In order to run our optimization algorithm, we need the time & energy profiling information of the forward and backward instruction in each stage for every GPU frequency. The CSV file should look like this for a 4-stage pipeline:

 1
 2
 3
 4
 5
 6
 7
 8
 9
10
11
12
stage,instruction,frequency,time,energy
0,forward,1740,0.09373254776000976,28.4944
0,forward,1725,0.09390360514322917,28.434366666666666
0,forward,1710,0.09381131331125896,28.288966666666667
...
0,backward,1740,0.24533510557810465,69.5691
0,backward,1725,0.24538559118906658,69.2552
0,backward,1710,0.24548352559407552,68.89453333333334
...
3,backward,690,0.4184921979904175,68.12243333333333
3,backward,675,0.42459266185760497,68.77603333333334
3,backward,660,0.4306272824605306,69.39623333333334

Since different frameworks and model implementations will have different performance, it's best to obtain these profiling results on the framework and model you'll be using. That being said, you can obtain this profiling information in however way you want as long as they have all the columns in the reference CSV file above. But as a reference, we have implemented an automatic profiler in Merak. Please refer to the examples directory in Merak for profiling instructions.

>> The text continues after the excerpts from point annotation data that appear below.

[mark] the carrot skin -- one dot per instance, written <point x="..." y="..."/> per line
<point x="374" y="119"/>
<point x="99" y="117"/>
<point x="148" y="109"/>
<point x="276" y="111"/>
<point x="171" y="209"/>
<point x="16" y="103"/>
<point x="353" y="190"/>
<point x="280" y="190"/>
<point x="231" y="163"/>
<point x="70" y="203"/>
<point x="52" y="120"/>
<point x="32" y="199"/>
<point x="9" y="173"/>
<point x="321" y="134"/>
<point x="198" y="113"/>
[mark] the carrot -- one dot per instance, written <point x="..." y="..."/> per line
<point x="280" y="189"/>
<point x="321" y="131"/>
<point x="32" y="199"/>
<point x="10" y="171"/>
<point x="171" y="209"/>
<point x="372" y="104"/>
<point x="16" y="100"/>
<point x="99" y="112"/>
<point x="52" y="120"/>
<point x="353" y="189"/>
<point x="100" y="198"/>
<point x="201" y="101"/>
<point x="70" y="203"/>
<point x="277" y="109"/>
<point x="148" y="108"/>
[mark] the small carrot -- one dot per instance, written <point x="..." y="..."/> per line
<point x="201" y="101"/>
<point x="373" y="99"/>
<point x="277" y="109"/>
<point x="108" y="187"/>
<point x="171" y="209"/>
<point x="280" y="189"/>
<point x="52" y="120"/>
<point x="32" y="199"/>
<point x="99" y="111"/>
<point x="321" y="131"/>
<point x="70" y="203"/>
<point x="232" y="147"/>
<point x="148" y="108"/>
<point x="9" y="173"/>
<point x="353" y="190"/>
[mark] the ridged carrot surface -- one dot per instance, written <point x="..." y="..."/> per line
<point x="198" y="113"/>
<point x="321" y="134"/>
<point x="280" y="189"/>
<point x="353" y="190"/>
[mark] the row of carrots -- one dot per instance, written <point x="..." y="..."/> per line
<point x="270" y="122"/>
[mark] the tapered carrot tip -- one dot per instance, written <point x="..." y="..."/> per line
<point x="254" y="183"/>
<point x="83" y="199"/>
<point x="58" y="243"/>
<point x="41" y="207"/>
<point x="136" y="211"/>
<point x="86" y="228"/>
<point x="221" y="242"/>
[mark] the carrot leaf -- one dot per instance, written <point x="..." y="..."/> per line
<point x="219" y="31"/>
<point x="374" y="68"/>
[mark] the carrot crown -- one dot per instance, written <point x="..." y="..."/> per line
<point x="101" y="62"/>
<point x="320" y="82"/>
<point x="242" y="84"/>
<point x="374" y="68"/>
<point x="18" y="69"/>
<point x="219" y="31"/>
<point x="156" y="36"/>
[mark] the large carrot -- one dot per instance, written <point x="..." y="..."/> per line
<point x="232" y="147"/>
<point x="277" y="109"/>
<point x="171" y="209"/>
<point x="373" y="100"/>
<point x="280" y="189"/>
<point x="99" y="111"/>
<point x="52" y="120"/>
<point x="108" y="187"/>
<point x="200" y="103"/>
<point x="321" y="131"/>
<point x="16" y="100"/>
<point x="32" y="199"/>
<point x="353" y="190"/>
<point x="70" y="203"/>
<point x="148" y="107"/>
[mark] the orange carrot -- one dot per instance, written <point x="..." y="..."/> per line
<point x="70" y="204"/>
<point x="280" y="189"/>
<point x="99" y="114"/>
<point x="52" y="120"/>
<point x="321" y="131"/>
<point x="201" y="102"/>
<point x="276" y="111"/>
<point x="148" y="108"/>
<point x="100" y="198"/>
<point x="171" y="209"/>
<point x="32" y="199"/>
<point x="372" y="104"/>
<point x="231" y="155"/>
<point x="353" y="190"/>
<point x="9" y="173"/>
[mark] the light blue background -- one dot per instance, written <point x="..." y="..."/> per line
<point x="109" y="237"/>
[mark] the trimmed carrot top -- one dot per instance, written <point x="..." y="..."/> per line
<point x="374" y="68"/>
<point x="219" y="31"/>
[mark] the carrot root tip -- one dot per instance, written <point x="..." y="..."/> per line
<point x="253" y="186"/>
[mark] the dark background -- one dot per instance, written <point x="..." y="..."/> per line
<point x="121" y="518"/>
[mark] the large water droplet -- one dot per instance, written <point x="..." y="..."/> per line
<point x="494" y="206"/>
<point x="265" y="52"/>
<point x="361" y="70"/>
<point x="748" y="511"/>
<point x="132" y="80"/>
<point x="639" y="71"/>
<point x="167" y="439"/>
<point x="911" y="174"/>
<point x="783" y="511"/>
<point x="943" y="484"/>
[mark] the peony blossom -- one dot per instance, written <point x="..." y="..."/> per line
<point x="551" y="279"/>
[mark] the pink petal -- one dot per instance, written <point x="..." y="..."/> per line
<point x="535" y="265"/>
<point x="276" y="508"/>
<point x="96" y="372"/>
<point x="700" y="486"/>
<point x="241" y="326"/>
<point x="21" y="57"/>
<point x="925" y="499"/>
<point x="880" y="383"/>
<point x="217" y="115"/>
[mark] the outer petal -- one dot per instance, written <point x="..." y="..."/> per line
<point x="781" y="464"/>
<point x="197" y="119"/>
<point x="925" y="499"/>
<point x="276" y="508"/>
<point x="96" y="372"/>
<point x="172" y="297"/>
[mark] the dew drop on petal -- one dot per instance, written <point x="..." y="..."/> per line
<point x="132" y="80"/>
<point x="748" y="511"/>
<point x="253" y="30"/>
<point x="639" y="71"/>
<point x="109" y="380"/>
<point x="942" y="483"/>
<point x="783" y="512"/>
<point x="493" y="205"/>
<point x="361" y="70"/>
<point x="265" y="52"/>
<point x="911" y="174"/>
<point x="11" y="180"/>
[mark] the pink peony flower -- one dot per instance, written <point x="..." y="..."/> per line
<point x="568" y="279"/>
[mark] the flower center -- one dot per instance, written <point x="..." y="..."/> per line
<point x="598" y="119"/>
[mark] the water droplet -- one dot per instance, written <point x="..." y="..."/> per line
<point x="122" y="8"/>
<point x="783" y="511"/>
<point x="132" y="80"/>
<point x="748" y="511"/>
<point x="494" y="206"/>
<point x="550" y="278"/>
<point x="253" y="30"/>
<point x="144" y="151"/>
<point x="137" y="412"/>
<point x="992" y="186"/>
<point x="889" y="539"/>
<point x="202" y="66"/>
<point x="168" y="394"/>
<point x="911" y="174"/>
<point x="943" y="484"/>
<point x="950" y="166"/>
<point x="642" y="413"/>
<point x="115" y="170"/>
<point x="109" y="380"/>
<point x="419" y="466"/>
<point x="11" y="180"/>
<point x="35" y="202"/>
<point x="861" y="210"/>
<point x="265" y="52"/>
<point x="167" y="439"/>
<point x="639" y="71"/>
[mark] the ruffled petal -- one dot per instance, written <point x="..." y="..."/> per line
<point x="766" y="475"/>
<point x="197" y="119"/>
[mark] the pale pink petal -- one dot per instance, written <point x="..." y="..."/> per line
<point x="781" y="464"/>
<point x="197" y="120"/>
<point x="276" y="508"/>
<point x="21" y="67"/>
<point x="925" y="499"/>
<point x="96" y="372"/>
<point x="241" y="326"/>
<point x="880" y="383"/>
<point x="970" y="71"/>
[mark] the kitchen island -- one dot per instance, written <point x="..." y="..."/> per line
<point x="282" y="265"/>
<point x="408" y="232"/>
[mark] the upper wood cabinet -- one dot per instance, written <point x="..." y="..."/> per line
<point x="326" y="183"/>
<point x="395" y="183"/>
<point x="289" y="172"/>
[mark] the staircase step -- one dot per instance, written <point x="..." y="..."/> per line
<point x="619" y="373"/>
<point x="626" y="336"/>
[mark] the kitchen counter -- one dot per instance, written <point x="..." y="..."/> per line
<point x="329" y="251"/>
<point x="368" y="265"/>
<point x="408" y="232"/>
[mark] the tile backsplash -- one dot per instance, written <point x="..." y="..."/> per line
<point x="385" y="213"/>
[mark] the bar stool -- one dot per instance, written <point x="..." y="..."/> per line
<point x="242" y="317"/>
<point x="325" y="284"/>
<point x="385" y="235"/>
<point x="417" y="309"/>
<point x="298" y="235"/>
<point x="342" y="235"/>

Finally, we also need to take into account the power consumption of the GPU while it is blocking on P2P communication, i.e., waiting for either the activation or gradient from its neighbor stage. You can use our profiling script for that.

Tip

As you profile the time and energy consumption of an instruction, you will scan down from the highest to the lowest frequency. However, as you lower the GPU's frequency, both time and energy will start to inflate after some point. In other words, those frequencies take more time and energy and are simply inefficient (i.e., Pareto-suboptimal), so we won't be running anything with those frequencies. Therefore, you actually don't need to profile time and energy for every frequency. A good heuristic is to scan from higher frequencies to lower ones, and once energy consumption increases more than five consecutive times, just stop there.

Optimize

With the CSV file that holds profiling results, you can use lowtime to generate all Pareto-optimal frequency plans.

See examples/perseus to find the script run_optimization.py.

Choose and start training

Running lowtime optimization will produce a set of frequency assignment files (freqs_pipeline_%05d.py). Each file is also annotated with estimates for time and cost. The larger the number, the shorter the expected iteration time.

Then, start the Perseus server and plug in the frequency plan you chose:

1
2
3
$ docker exec -it merak-zeus bash
# pip install '.[perseus]'
# PERSEUS_SCHEDULER_ARGS='{"solution_path": "path/to/freqs_pipeline_%05d.py"}' uvicorn zeus.optimizer.perseus.server.router:app --port 7787

When you run training (with the same run.sh but without --profile true), the PerseusOptimizer integrated into your training framework will automatically talk with the Perseus server to figure out the right GPU frequency to set for the upcoming pipeline instruction and transparently set the GPU's frequency.